The third annual Somerville Rock & Roll Yard Sale will feature musical acts and independent and small business vendors selling vinyl.
(Chris Daltry)
Rare discoveries in your own backyard
The third annual Somerville Rock & Roll Yard Sale will feature musical acts and independent and small business vendors selling vinyl.
(Chris Daltry)
Whether it’s the thrill of the hunt or an unexpected surprise, you never know what treasure you’re going to find at the Somerville Rock & Roll Yard Sale - and that’s as good a reason as any to go (plus, it’s free admission).
In fact, the titillating promise of finding something new and almost certainly cool has kept Chris and Jennifer Daltry busy attending and hosting record shows in their hometown of Providence and for the past two years a music and craft-centric fair in Somerville’s Union Square.
“We started doing these rock ’n’ roll yard sales about six years ago in reaction to the WFMU record fair in New York,’’ Daltry says from Providence, where he and his wife, Jennifer, run their own vinyl-stocked store, What Cheer Antiques + Vintage. The WFMU radio station record fair, he says, “is three days long and it’s kind of a carnival of music and live bands, and record dealers. We started doing them and did really well. So one time on our ride home, we were like, I wonder if we could do something like this in Providence.’’
They did and eventually, after a few well-attended Providence record shows, some friends contacted the Somerville Arts Council, suggesting that a similar rock ’n’ roll yard sale might go over well in this neck of the woods. So far, the event - which is now heading into its third year - has been a terrific success, according to Chris Daltry.
This year’s installment, which kicks off tomorrow from 3 to 7 p.m. (with a Sunday rain date), is again shaping up as a loosely knit, pleasantly cluttered neighborhood tag sale-cum-street fair. Independent and small business vendors from all over New England are expected to be on hand, selling everything from LPs and CDs to handmade jewelry to locally designed clothing and accessories.
One of those vendors, Angela Sawyer, who owns and operates the exuberantly eclectic Weirdo Records store in Cambridge, says the spirit of Somerville’s rock ’n’ roll yard sale is different from other record shows she’s attended.
“It’s totally low-key and really fun - one of the nicest record fairs you can go to,’’ says Sawyer, who used to sell records out of her Somerville apartment. “It’s not full of people elbowing each other over bins of records.

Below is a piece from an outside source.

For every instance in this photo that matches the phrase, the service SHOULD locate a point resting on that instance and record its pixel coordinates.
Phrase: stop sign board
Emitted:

It’s more like a summer block party and very neighborhood-y. With some other record shows I’ve gone to, it almost feels like a business convention.’’
To keep the serious and stuffy at bay, tomorrow’s festivities also include live music, a DJ, and spoken-word performances as nearly varied as the wares on display. Teenbeat Records founder Mark Robinson and Evelyn Hurley’s indie electro-pop band, Cotton Candy, is scheduled to perform, as are Boston’s downcast folk dreamers the Blind King. Rhode Island indie-pop songwriter Chrisy Gavin and Daltry’s own spacey roots outfit, the ’Mericans, will also provide the afternoon’s soundtrack.
Also on tap is “Somerville SpeakOut,’’ a spoken-word performance by WMBR music director Patrick Bryant, who’ll DJ during the day.
These days more people are interested in buying vinyl, says Daltry, and it’s a trend that both surprises and heartens him. Of course, for Daltry and Sawyer, ferreting out prized oddities for their own lovingly curated LP collections is merely maniacal business as usual.
Sawyer says she hunts for obscure foreign-language instructional LPs, like “How to Speak Swahili,’’ for instance. “I just like finding unusual, difficult records,’’ she says. “And there are few records as unfamiliar or difficult to get your head around as those you can’t understand.’’
“My wife and I collect records that have weird stuffed animals on the cover,’’ Daltry confesses. “There’s one record I looked for a long time: a Chet Baker and Art Pepper jazz record called ‘Playboys.’ It has a topless model on the cover, and she’s holding these two hand-puppet stuffed animals in front of her breasts. It was pretty rare because Playboy magazine sued to take it off the market because [the label] pretty much used the Playboy font for the album title.’’
After years of hunting, Daltry struck pay dirt. “Eventually, I found a copy at a show - it was a Japanese reissue - but I got it at a reasonable price,’’ says Daltry. “It’s good to have a few things that you’re always looking for, that you hope you’ll come across someday.’’
TREAT ’EM RIGHT Through Sept. 20, listeners can download exclusive Mark Sandman compositions and do a good deed. To commemorate the 10th anniversary of the onetime Morphine leader’s death, Hi-N-Dry Studios, in conjunction with the Mark Sandman Music Project, is posting exclusive, unreleased, and otherwise super-rare Sandman-related songs. You can pay what you want for the tracks, which will be available as downloadable MP3 files. All donations go toward the Sandman Project’s goal of providing children with the chance to participate in musical activities. Go to www.hi-n-dry.com.